Nachfolgend wird gezeigt, wie valide anfallsbedingte Risiken ermittelt werden können und welche wirksamen Arbeitsschutzmaßnahmen bei anfallskranken Mitarbeitern möglich sind. Das Unfallrisiko bei epileptischen Anfällen kann mit folgender Formel ermittelt werden:
Unfallrisiko = Anfallswahrscheinlichkeit × Schädigungsfolgen
Anfallswahrscheinlichkeit validiert
Die wissenschaftliche Erforschung der Frage, wie groß das Wiederholungsrisiko (Rezidivrisiko) für einen epileptischen Anfall ist, stützt sich in erster Linie auf die Dauer der Anfallsfreiheit. Denn Studien belegen, dass vor allem die Dauer der anfallsfreien Zeit einen verlässlichen Rückschluss auf das Rezidivrisiko eines epileptischen Anfalls erlaubt [1].
Stabil Anfallsfreie dürfen Kfz nutzen
Die gewonnenen, validen Ergebnisse sind direkt in die Beurteilungskriterien der Fahreignung bei Epilepsie eingeflossen. Derzeit gilt:
Nach einjähriger Anfallsfreiheit ist das Rezidivrisiko so gering, dass bei regelmäßiger Medikamenteneinnahme Fahrtauglichkeit für die Führerscheingruppe 1 (Pkw) besteht.

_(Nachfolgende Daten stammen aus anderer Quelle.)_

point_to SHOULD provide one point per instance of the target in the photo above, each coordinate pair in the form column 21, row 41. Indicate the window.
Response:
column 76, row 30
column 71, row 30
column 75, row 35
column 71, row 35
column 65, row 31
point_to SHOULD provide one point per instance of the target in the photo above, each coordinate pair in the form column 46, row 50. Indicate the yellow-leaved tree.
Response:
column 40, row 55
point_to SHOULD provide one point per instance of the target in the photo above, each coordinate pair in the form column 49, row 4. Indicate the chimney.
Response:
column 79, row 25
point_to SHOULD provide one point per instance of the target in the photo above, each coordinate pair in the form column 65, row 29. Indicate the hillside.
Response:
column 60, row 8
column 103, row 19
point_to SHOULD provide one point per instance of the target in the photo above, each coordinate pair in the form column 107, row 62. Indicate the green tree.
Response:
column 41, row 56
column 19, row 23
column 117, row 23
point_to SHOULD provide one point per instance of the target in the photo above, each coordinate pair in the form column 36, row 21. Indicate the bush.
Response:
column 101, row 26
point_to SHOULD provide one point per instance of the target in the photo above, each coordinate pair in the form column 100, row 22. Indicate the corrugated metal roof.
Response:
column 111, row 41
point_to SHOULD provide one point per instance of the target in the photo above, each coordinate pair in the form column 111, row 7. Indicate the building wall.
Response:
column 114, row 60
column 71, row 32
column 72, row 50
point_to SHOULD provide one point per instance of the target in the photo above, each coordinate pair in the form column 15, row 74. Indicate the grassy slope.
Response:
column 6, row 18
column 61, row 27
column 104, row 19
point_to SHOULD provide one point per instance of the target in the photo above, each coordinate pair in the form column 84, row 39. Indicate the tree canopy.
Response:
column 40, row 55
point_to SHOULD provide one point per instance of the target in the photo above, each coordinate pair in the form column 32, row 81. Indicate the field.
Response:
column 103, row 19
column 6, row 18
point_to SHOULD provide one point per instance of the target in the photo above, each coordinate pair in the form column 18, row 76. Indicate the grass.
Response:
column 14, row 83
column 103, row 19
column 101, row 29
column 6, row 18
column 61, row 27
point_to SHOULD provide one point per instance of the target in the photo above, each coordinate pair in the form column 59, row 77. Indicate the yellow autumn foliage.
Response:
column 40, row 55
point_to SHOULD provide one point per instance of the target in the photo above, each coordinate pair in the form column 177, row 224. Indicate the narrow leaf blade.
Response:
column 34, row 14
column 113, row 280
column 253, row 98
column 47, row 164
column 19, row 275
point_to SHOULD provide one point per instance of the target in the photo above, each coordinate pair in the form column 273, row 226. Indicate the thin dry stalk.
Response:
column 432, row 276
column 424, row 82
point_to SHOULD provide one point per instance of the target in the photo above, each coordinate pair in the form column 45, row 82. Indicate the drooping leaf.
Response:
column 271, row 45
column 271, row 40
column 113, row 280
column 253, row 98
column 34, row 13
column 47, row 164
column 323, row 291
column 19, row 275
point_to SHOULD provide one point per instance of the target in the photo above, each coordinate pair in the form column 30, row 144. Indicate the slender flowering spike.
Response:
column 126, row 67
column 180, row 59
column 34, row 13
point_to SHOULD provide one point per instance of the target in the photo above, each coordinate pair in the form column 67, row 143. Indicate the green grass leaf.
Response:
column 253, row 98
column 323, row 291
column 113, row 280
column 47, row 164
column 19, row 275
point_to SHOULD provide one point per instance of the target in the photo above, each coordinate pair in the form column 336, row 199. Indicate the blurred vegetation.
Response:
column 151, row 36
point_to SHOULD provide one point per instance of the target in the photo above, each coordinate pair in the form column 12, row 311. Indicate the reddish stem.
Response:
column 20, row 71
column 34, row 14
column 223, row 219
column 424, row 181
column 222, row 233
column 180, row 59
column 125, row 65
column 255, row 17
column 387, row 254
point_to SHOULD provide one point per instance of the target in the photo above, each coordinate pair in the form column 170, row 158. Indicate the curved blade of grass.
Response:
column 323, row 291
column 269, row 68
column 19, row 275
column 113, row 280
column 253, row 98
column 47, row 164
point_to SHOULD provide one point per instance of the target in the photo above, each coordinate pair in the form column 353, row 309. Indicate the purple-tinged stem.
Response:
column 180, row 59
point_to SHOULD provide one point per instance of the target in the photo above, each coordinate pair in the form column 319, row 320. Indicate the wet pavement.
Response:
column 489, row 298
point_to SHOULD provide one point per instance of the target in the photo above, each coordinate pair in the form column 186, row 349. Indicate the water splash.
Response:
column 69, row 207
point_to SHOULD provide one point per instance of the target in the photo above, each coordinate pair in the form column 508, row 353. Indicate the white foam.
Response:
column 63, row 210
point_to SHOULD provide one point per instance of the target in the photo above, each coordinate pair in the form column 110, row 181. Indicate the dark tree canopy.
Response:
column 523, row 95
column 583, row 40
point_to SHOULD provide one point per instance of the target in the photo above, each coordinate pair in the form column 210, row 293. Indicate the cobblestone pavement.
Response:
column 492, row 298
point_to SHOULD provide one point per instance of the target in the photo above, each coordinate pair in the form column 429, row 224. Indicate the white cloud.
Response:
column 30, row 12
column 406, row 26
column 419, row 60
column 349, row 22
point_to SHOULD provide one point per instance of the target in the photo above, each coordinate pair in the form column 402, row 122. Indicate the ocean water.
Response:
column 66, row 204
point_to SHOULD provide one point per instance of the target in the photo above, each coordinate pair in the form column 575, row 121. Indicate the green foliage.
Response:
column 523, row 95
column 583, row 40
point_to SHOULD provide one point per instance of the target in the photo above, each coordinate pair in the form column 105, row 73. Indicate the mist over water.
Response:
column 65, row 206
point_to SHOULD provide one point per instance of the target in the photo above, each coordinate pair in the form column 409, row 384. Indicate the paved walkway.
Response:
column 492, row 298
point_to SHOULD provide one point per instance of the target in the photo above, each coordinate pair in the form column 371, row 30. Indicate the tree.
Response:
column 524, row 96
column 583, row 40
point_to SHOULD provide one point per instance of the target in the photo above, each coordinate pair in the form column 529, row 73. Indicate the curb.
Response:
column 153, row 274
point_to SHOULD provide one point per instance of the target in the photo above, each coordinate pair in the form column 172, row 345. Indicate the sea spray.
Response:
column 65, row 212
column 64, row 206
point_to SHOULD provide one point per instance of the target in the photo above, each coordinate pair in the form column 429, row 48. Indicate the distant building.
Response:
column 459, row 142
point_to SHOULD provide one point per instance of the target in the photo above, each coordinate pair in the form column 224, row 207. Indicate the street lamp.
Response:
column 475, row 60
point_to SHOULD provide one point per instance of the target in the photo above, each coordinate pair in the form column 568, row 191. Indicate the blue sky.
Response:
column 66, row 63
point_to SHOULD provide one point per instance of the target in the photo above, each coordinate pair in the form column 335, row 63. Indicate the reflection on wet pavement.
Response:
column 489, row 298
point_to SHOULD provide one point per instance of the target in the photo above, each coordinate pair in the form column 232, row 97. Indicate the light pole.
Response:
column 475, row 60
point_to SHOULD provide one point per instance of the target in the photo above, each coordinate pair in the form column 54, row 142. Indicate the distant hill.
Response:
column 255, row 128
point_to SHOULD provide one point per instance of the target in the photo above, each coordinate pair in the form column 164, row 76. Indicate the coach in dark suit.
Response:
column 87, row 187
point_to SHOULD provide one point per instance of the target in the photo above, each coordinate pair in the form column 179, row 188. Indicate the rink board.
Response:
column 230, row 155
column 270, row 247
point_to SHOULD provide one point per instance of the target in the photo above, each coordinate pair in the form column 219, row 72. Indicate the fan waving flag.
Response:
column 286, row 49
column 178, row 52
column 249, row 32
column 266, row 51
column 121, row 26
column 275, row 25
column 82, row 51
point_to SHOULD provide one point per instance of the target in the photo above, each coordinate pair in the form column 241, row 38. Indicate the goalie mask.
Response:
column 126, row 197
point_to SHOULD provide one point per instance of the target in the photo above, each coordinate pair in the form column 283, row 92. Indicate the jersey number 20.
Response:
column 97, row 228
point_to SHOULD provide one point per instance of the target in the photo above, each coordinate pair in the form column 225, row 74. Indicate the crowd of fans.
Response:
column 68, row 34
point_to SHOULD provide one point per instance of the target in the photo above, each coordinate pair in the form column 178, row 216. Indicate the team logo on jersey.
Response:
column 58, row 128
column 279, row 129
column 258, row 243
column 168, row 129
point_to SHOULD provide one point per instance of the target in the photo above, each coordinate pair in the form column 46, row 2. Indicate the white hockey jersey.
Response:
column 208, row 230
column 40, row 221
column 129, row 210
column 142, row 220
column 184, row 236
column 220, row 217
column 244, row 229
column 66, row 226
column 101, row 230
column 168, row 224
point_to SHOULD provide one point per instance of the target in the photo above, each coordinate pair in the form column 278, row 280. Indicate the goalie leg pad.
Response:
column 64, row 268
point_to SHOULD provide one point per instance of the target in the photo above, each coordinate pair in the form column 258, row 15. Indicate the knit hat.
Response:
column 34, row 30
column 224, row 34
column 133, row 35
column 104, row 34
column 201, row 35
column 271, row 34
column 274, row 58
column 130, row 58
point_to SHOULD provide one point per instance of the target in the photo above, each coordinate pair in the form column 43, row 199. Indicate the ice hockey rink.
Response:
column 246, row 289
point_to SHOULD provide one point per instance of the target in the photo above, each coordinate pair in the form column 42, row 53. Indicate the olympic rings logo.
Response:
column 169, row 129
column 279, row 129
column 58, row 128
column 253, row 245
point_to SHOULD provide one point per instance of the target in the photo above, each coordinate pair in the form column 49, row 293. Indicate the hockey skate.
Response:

Nach fünfjähriger Anfallsfreiheit ist das Rezidivrisiko ist so gering, dass Fahrtauglichkeit für die Führerscheingruppe 2 (Lkw/Personenbeförderung) ohne Medikation besteht.
Die Berufsgenossenschaften haben sich bei der Ermittlung der anfallsbedingten Gefährdungen am Arbeitsplatz den validen Aussagen zur Fahreignung bei Epilepsie angeschlossen [2]. Epilepsiekranke Mitarbeiter, die ein Jahr unter Medikation anfallsfrei sind (Eignung Pkw), dürfen grundsätzlich ohne Einschränkungen Tätigkeiten mit mittleren Schädigungsfolgen wahrnehmen. Da die Anfallswahrscheinlichkeit sehr gering ist, bestehen laut DGUV Information 250-001 [2] dann „grundsätzlich keine Bedenken”. Beispielberufe für Tätigkeiten mit mittleren Schädigungsfolgen sind Schreiner oder Altenpfleger.